La manifestazione organizzata davanti al ministero dell’ambiente per scongiurare il taglio del 50% previsto dalla manovra finanziaria che rischia di mettere in ginocchio le attività degli enti.
Il centro visitatori del Parco nazionalde del Gran Paradiso a Rhemes-Notre-Dame
Economia

Ci sarà anche una rappresentanza del personale del Parco del Gran Paradiso domani, venerdì 23 luglio, a protestare davanti al ministero dell'ambiente per la manifestazione promossa dal mondo dei parchi naturali e dalle associazioni di categoria e ambientaliste.

Una protesta organizzata per scongiurare il taglio del 50% previsto dalla manovra finanziaria che rischia di mettere in ginocchio le attività degli enti. "Non sarà possibile – si legge in una nota del Parco – per i guardaparco proteggere il territorio e la fauna del Parco da bracconieri e incendi, gli stessi non potranno vigilare sulle trasformazioni del territorio, né effettuare monitoraggi ambientali".

"Ma non saranno solo gli animali a patire le conseguenze dei tagli – conferma il commissario straordinario del Parco Italo Cerise – non sarà possibile tutelare la biodiversità e gli habitat incontaminati unici al mondo, e neanche promuovere il turismo nei tredici comuni che costituiscono l'area protetta, in cui vivono oltre 8.000 persone, molte delle quali sono occupate nel settore turistico e ricettivo".

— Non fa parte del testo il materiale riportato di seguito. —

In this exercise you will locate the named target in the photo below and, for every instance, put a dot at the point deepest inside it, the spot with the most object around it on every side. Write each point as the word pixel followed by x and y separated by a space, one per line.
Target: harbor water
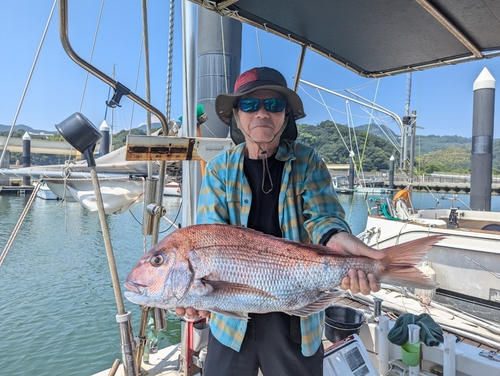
pixel 57 307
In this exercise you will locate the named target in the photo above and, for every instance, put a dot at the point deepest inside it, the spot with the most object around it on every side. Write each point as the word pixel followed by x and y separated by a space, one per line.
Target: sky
pixel 442 97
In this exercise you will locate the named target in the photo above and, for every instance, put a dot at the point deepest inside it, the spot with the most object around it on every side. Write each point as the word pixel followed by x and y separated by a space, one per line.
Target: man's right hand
pixel 191 313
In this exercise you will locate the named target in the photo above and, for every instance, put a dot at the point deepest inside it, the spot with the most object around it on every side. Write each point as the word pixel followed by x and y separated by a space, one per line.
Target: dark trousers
pixel 271 343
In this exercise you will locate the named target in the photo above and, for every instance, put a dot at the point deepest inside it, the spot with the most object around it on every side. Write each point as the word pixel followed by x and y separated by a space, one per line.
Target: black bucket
pixel 341 322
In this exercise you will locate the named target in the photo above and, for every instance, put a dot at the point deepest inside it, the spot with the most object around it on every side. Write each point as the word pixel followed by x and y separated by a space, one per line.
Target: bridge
pixel 38 146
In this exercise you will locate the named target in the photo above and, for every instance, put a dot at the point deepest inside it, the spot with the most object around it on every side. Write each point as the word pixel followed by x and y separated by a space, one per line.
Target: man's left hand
pixel 356 280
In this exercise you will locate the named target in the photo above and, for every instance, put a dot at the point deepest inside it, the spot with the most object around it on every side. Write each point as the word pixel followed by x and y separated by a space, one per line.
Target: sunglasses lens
pixel 249 104
pixel 274 104
pixel 270 104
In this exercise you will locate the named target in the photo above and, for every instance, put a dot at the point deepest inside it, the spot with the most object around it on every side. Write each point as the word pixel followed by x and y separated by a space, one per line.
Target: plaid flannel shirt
pixel 308 209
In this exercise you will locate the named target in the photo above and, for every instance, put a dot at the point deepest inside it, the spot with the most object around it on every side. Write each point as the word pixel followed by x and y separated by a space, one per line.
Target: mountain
pixel 382 131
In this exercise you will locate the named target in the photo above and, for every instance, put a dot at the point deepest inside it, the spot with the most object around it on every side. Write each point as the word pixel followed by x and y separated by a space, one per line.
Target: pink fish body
pixel 231 270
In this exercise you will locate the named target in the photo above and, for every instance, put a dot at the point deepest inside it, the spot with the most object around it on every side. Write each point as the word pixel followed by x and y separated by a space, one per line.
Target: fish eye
pixel 156 260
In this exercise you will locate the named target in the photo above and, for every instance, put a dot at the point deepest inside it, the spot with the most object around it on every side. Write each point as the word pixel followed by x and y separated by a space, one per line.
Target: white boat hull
pixel 466 262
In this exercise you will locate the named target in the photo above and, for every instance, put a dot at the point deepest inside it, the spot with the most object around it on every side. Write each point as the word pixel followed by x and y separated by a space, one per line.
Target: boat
pixel 45 193
pixel 368 352
pixel 470 248
pixel 172 189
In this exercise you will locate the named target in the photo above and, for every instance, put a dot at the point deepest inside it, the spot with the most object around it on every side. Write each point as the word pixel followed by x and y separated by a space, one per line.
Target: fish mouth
pixel 134 287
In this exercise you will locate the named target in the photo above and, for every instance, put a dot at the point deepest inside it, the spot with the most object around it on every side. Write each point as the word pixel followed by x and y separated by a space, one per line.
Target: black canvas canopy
pixel 378 37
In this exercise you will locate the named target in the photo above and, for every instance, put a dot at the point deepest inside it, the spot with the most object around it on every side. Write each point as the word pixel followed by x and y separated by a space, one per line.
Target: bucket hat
pixel 262 78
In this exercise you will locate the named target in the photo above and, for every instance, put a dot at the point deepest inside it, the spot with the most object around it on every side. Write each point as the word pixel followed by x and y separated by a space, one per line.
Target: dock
pixel 18 190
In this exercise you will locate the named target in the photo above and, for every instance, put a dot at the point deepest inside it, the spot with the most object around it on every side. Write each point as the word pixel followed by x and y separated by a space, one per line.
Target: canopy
pixel 378 37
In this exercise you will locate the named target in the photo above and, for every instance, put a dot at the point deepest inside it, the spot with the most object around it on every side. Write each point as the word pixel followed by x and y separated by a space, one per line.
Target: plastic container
pixel 341 322
pixel 410 353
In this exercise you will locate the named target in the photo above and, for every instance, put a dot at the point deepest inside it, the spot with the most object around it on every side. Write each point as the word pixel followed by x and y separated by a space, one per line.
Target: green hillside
pixel 432 153
pixel 334 141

E si mobilitano anche i sindacati: in particolare la Cgil chiede che un segnale forte arrivi anche dalla nostra regione. "In Valle d'Aosta il Parco nazionale del Gran Paradiso – ha dichiarato Marco Lo Verso della Cgil Funzione pubblica – costituisce un tratto identitario della regione, un asse fondamentale del suo modello di sviluppo, uno strumento di tutela del patrimonio naturalistico e ambientale, ma anche un volano per animare la crescita socio-economica dell'intero tessuto valdostano. Tutto questo verrà compromesso drammaticamente se la manovra confermerà i previsti tagli alle Aree protette creando, peraltro, un inevitabile problema di carattere occupazionale non indifferente soprattutto se collegato alla crisi che sta attraversando il nostro Paese".